After the Romans abandoned their province of Britannia in 410 A.D. the baths fell into disuse. They didn’t come into national prominence again until Queen Anne stopped by in 1702 to cure her gout. The British love of imitating royalty kicked in and Bath was on the map again. An entire city appeared in the 18th century to take care of wealthy visitors, who often stayed an entire year or more. The Pump Room was the central meeting place, an elegant hall where you can still drink some of the healing water. It tastes very heavy in minerals and is served warm.

Bath’s most famous resident was Jane Austen, who penned sharp-witted novels about its residents and their pretensions. Fans won’t want to miss the Jane Austen Centre. Guides in period costume explain what it was like to live here in Austen’s day and trace the history of high society in this first of English resorts. A Regency-style tea room offers refreshment.

There’s lots of period architecture in Bath, but the two jewels that shine the brightest are No. 1 Royal Crescent and the Bath Abbey and Heritage Vaults. Restored and furnished as it was in Georgian times, the Crescent is part of a great sweep of townhouses that are collectively a World Heritage Building. When completed in 1774 they became the swankiest address in the city. In fact, it still is. In 2006 a house in the Crescent sold for £4.5 million, or $7.3 million. The elegant interior of No. 1 is faithfully restored with period furnishings and conveys an excellent idea of what it was like to be ridiculously wealthy more than 200 years ago.

%Gallery-83685%Bath Abbey’s Gothic spires loom over the city’s skyline. Begun in 1499, this is the last of the great Gothic cathedrals built in England and in many ways a culmination of the style. Its great clear windows on the north and south soak the interior with light, while the intricate stained glass on the west and east are breathtakingly beautiful. When lit up at night it looks like a glowing tiara, and locals have dubbed it “The Lantern”. The Heritage Vaults in the cellar trace the history of Christian worship on this site from the 7th century to the present.

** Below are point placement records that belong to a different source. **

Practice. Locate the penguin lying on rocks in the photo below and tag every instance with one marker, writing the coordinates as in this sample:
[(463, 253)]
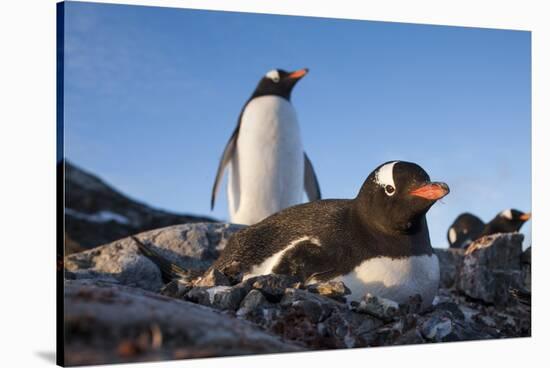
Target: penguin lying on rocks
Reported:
[(376, 243), (268, 168)]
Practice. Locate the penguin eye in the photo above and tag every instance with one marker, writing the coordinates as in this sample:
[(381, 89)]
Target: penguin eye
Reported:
[(389, 190), (273, 75)]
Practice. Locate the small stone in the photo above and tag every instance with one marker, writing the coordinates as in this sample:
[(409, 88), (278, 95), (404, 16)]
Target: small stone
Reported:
[(227, 298), (252, 301), (451, 308), (198, 295), (437, 328), (213, 278), (272, 286), (176, 288), (382, 308), (413, 305), (486, 320), (312, 310), (331, 289)]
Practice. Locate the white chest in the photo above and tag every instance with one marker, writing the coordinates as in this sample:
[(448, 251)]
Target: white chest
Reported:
[(396, 279), (267, 172)]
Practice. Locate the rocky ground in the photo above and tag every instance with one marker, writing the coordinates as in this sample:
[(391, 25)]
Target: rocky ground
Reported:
[(96, 213), (117, 308)]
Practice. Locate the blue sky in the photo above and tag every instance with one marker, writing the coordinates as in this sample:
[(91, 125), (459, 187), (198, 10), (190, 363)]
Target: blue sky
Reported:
[(153, 94)]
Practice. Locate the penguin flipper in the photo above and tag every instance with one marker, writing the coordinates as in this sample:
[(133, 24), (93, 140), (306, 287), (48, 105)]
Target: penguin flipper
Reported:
[(311, 184), (169, 271), (228, 153)]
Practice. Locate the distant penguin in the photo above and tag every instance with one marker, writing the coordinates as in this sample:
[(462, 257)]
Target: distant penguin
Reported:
[(468, 228), (376, 243), (465, 229), (508, 221), (268, 168)]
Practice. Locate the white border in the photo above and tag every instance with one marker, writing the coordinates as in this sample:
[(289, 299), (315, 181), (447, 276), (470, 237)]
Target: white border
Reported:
[(27, 152)]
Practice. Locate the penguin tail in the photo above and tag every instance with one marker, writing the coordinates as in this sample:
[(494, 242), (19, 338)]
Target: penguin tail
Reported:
[(169, 270)]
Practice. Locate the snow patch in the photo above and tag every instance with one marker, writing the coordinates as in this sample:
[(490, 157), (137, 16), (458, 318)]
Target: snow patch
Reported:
[(101, 216)]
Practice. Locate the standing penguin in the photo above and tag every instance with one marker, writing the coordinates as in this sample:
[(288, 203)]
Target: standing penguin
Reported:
[(468, 228), (268, 168), (375, 243), (508, 221)]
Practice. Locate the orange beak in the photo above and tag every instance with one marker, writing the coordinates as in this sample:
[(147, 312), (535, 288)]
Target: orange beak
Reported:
[(298, 74), (431, 191)]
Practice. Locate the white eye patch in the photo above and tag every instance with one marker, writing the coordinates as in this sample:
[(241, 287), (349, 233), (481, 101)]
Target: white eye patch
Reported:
[(273, 75), (384, 178), (507, 214)]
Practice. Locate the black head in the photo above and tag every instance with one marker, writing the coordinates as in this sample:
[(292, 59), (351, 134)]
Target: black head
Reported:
[(278, 82), (510, 220), (396, 196)]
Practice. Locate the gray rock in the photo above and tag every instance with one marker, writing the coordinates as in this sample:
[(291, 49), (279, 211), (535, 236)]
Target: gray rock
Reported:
[(227, 298), (109, 323), (213, 278), (272, 286), (491, 268), (331, 289), (526, 268), (176, 289), (437, 329), (450, 261), (382, 308), (191, 246), (252, 302), (199, 295)]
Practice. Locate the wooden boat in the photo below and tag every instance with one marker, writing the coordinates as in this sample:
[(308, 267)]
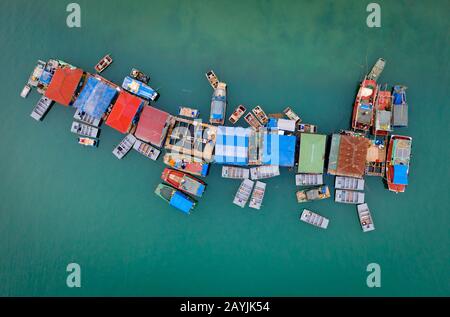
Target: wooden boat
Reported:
[(237, 114), (138, 75), (146, 150), (314, 219), (235, 172), (316, 193), (348, 196), (305, 179), (188, 112), (352, 183), (257, 196), (252, 121), (88, 142), (397, 163), (184, 182), (84, 129), (292, 115), (307, 128), (187, 164), (124, 146), (365, 218), (243, 193), (377, 69), (264, 171), (41, 108), (175, 198), (103, 63), (260, 115), (85, 118), (212, 78)]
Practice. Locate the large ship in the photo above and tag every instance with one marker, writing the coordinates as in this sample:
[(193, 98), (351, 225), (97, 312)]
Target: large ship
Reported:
[(397, 163)]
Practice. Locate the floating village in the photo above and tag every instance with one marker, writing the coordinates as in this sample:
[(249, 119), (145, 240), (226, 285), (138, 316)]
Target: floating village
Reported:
[(249, 154)]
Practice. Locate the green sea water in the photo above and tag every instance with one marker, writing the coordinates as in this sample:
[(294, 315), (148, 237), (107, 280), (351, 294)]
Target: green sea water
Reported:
[(62, 203)]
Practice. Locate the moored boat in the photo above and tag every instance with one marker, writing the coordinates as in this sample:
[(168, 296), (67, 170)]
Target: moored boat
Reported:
[(175, 198), (184, 182)]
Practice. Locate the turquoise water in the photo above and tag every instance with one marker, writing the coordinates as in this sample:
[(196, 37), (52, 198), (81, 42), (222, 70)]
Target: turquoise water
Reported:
[(62, 203)]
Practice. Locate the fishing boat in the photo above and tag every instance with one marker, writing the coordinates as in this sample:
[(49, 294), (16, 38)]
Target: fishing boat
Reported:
[(243, 193), (138, 75), (88, 142), (397, 163), (146, 150), (25, 91), (235, 172), (187, 164), (41, 108), (252, 121), (258, 195), (184, 182), (175, 198), (188, 112), (124, 146), (348, 196), (212, 78), (314, 219), (218, 104), (237, 114), (362, 118), (365, 218), (307, 128), (103, 63), (377, 69), (260, 115), (352, 183), (264, 171), (292, 115), (306, 179), (399, 106), (85, 118), (316, 193), (84, 129), (139, 88)]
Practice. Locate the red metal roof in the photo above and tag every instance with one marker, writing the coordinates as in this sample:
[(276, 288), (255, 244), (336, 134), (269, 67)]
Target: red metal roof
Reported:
[(152, 126), (64, 84), (123, 112)]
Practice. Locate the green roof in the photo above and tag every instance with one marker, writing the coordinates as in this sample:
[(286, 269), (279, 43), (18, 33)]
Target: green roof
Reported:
[(312, 153)]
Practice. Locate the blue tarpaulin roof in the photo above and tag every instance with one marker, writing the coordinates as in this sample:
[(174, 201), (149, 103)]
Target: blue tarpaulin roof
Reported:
[(400, 175), (95, 98)]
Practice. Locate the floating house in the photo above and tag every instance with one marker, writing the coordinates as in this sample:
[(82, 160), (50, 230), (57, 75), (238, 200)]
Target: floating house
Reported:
[(124, 112), (95, 97), (64, 85), (152, 126), (312, 153)]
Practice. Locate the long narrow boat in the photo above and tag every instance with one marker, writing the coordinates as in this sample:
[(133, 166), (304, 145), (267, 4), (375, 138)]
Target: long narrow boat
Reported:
[(397, 163), (260, 115), (243, 193), (237, 114), (314, 219), (184, 182), (316, 193), (348, 196), (187, 164), (258, 195), (175, 198), (124, 146), (365, 218), (41, 108), (146, 150), (235, 172), (84, 129)]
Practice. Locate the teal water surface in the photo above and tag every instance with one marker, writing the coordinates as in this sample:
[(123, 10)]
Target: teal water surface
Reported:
[(62, 203)]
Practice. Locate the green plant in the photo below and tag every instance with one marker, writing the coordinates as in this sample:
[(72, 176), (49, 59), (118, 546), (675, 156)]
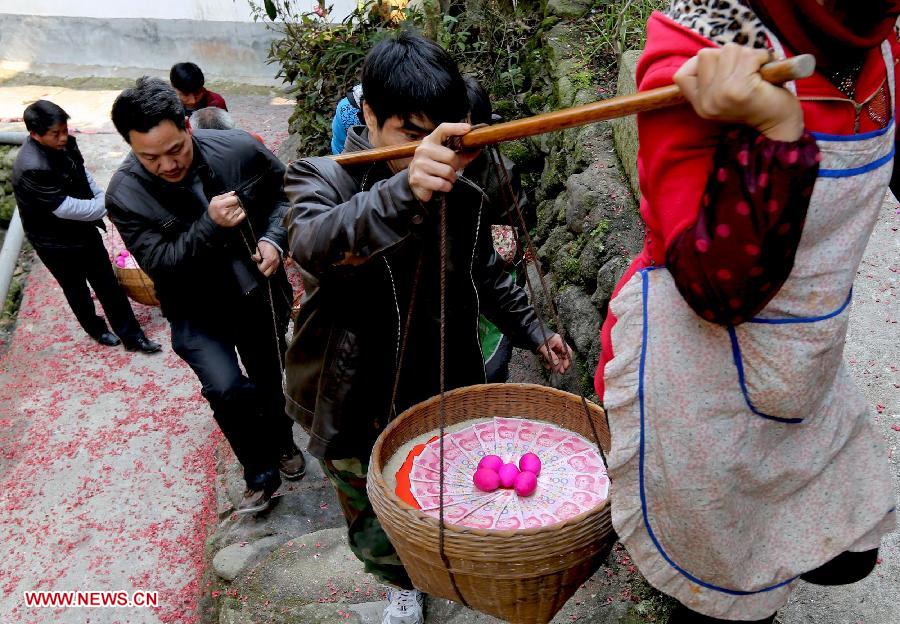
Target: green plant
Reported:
[(614, 27), (320, 60), (493, 40)]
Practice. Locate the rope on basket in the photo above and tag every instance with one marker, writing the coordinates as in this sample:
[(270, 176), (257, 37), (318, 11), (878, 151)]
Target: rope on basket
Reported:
[(271, 301), (442, 407)]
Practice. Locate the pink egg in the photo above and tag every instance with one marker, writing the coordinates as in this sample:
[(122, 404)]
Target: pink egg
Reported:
[(529, 462), (525, 483), (486, 480), (508, 474), (491, 461)]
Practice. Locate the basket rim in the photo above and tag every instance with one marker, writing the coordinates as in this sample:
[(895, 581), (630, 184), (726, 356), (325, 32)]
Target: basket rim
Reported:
[(375, 468)]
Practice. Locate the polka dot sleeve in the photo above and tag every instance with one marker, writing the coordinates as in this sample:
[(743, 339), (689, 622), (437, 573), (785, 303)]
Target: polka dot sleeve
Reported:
[(732, 260)]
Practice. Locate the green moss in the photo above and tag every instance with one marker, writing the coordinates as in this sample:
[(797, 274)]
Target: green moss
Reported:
[(600, 229), (535, 101), (570, 269), (583, 79)]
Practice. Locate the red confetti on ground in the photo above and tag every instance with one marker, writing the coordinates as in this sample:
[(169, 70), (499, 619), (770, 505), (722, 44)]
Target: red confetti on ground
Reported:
[(108, 465)]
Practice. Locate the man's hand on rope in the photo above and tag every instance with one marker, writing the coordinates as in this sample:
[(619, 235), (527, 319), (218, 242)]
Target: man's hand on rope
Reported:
[(225, 210), (433, 168), (556, 354), (267, 257)]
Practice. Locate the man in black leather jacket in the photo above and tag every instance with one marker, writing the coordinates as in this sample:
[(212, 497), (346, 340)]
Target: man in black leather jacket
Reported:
[(202, 213), (359, 234), (62, 208)]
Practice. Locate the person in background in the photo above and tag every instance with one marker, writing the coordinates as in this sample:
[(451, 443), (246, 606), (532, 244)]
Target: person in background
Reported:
[(347, 114), (744, 457), (496, 347), (62, 209), (202, 212), (188, 80), (212, 118)]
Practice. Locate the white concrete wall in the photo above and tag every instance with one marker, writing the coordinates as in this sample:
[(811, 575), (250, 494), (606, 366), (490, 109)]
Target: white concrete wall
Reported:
[(202, 10), (134, 37)]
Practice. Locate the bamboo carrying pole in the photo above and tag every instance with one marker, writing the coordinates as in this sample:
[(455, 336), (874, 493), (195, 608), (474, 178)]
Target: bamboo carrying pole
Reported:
[(777, 72)]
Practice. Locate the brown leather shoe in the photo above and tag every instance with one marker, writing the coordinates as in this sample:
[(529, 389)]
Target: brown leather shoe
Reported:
[(292, 465), (254, 501)]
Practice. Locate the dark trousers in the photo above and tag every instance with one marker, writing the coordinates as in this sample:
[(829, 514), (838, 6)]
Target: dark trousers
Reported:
[(248, 409), (846, 568), (74, 268)]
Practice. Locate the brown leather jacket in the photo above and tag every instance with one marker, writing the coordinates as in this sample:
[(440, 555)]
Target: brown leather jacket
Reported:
[(357, 234)]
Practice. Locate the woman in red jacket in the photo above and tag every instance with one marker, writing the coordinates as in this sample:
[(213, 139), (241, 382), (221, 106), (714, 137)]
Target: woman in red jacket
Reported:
[(743, 456)]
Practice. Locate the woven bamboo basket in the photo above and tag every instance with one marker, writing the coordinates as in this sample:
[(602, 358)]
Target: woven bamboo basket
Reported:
[(523, 577), (137, 285)]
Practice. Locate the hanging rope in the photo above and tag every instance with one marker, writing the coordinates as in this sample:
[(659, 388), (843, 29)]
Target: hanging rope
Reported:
[(509, 197), (442, 413), (252, 250)]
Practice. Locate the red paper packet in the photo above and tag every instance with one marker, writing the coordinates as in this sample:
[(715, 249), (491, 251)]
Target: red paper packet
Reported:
[(404, 487)]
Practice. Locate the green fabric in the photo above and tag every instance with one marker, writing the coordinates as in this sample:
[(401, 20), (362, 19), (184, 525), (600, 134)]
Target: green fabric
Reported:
[(367, 539), (489, 334)]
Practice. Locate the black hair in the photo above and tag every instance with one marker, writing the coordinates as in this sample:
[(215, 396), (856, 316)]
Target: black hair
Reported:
[(42, 115), (407, 75), (146, 105), (187, 77), (480, 109), (211, 118)]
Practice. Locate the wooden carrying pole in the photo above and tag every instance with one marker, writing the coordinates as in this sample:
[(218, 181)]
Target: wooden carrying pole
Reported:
[(777, 72)]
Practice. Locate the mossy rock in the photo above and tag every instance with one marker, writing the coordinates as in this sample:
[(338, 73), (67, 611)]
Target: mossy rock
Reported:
[(569, 9), (555, 241)]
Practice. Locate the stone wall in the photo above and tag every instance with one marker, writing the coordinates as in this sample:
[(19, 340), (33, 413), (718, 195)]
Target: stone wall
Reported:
[(588, 228)]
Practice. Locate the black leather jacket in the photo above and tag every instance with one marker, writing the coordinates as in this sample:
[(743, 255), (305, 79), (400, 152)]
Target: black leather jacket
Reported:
[(42, 178), (197, 267), (358, 234)]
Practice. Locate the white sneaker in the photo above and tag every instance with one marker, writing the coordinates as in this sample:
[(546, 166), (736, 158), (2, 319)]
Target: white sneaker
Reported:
[(404, 607)]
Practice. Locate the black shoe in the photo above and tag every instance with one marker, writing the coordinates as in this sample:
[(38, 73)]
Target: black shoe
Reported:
[(143, 344), (108, 339), (292, 465), (254, 501)]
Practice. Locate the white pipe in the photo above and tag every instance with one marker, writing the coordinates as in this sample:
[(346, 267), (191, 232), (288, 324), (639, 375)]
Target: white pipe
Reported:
[(9, 254)]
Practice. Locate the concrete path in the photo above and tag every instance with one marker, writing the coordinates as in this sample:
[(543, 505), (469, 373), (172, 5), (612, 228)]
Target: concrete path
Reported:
[(108, 458), (873, 355)]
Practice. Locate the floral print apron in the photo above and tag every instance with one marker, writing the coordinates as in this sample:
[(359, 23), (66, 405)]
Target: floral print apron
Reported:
[(745, 456)]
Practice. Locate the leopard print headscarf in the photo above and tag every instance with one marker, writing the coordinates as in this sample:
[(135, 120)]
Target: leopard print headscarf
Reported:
[(720, 21)]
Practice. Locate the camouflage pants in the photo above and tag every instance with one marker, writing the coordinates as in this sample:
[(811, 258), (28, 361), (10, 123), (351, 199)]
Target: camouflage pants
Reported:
[(367, 539)]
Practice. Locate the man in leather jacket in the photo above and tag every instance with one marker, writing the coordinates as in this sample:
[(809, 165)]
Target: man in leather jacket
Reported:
[(62, 209), (202, 212), (360, 235)]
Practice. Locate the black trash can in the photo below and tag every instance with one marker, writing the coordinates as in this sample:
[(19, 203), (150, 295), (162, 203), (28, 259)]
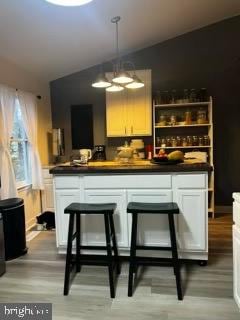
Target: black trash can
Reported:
[(12, 211)]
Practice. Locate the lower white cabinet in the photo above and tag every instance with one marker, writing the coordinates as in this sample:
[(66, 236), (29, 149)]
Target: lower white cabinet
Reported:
[(192, 221), (93, 229), (62, 199), (153, 229), (47, 194), (236, 264)]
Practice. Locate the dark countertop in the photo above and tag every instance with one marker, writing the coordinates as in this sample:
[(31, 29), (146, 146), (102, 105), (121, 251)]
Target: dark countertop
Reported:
[(130, 169)]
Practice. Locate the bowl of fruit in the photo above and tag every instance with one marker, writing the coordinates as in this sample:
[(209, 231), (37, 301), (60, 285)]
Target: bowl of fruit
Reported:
[(174, 157)]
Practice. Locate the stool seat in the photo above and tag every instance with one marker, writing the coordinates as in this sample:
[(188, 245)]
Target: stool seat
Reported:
[(90, 208), (157, 208)]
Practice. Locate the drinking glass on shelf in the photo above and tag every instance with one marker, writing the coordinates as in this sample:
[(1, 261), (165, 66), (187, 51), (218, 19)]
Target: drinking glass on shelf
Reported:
[(184, 142), (206, 140), (189, 140)]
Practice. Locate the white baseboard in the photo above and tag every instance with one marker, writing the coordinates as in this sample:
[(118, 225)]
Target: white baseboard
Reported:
[(223, 209)]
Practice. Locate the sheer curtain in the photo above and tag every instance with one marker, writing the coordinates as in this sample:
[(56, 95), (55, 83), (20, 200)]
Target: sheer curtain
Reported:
[(28, 105), (7, 107)]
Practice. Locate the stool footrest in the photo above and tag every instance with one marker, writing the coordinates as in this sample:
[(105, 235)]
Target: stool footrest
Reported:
[(152, 261), (138, 247)]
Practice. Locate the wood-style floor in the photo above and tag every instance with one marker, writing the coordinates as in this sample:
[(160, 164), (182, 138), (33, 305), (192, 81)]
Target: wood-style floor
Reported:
[(38, 277)]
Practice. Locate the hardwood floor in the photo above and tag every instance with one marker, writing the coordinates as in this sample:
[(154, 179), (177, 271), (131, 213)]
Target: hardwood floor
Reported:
[(38, 277)]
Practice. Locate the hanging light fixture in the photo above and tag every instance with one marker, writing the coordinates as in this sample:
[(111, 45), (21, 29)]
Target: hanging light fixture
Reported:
[(69, 3), (121, 78)]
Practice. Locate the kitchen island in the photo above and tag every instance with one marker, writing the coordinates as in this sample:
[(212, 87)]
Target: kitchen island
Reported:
[(185, 184)]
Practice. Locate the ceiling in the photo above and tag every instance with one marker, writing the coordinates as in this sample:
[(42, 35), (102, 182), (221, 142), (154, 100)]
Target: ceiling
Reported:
[(52, 41)]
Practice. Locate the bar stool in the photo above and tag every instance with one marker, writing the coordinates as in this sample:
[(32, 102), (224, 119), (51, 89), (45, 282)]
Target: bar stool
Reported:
[(168, 208), (107, 210)]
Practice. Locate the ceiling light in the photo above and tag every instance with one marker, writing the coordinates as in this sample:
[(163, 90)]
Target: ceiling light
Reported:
[(69, 3), (120, 76), (114, 88), (101, 82), (135, 84)]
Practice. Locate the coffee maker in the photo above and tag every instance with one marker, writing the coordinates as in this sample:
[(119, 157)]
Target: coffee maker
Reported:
[(99, 153)]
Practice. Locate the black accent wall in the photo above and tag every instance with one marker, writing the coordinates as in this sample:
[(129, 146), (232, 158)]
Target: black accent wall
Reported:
[(208, 57)]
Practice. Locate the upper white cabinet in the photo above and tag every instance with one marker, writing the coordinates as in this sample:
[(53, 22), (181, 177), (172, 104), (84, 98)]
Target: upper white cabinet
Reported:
[(129, 112)]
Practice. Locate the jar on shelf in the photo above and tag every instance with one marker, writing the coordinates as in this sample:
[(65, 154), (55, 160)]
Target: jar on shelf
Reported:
[(189, 140), (188, 117), (185, 96), (179, 141), (158, 141), (193, 96), (194, 140), (206, 140), (173, 142), (163, 143), (200, 141), (173, 120), (184, 142), (173, 96), (201, 116), (162, 120)]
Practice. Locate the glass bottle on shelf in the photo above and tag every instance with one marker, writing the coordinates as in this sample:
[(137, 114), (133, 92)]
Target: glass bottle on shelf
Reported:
[(206, 140), (201, 116), (185, 96), (193, 95), (188, 117)]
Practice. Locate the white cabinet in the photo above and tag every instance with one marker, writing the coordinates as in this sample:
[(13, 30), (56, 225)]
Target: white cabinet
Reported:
[(236, 248), (192, 220), (153, 230), (129, 112), (93, 225), (47, 193), (63, 198), (236, 264), (188, 190)]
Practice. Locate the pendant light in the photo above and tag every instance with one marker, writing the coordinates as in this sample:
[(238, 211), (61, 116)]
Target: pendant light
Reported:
[(121, 78), (69, 3)]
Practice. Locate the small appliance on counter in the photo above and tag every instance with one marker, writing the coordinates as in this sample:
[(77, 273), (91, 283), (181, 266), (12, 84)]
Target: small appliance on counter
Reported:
[(99, 153), (138, 146), (58, 146)]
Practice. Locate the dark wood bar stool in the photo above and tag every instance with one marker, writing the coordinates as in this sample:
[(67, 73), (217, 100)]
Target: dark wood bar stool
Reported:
[(112, 261), (169, 208)]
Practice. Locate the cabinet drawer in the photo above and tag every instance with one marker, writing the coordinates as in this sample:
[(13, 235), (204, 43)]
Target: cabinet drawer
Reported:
[(128, 181), (46, 174), (67, 182), (191, 181)]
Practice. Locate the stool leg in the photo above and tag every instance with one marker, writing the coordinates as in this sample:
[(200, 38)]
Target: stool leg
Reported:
[(78, 240), (132, 254), (69, 255), (109, 255), (114, 243), (175, 256)]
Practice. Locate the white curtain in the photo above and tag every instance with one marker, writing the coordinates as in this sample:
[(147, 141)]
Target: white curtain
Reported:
[(7, 107), (28, 105)]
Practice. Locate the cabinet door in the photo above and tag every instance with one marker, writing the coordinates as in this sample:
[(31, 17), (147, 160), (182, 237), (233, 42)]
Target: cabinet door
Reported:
[(139, 107), (93, 225), (62, 199), (152, 229), (192, 220), (47, 196), (236, 264), (116, 114)]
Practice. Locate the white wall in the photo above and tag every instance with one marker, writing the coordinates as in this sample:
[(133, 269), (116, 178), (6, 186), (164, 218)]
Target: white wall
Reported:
[(16, 77)]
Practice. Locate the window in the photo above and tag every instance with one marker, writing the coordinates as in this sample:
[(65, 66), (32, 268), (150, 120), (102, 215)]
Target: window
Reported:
[(19, 149)]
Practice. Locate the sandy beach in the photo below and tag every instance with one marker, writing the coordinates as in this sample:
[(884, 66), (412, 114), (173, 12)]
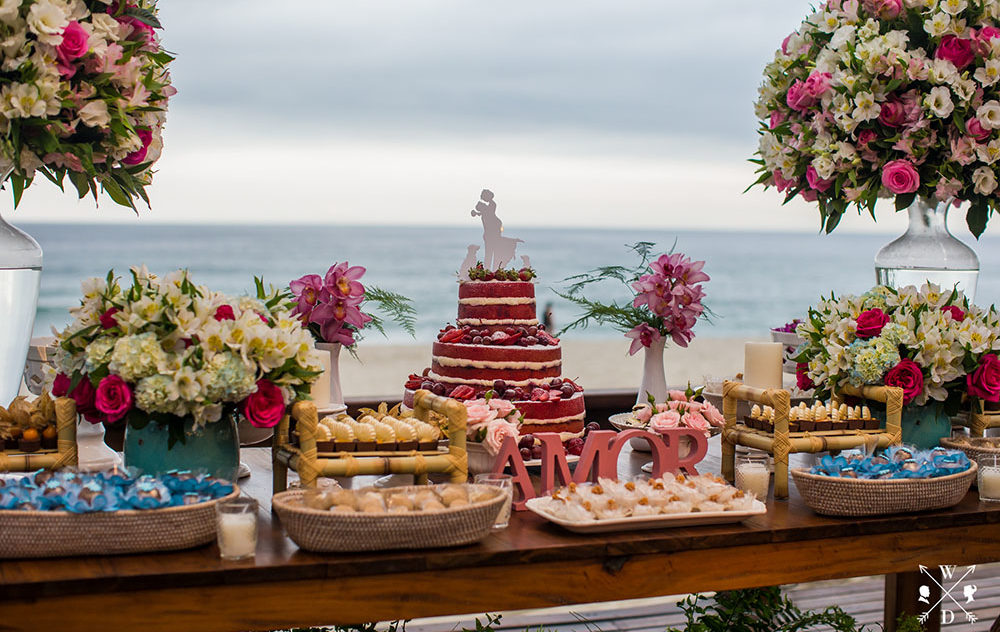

The one off note with Bath is the number of visitors. It’s far more crowded than St. Albans or even Canterbury, so you might want to consider visiting outside of the tourist season. Since most of the visitors are day trippers, staying overnight will give you a chance to walk the historic streets in relative peace and see the Abey lit up. There are no shortage of hotel options. If you want to splash out try the Royal Crescent Hotel and live like you’re in a Jane Austen novel. To save your budget after all those spa treatments, eat at Yak Yeti Yak, a cheap and filling Nepali restaurant.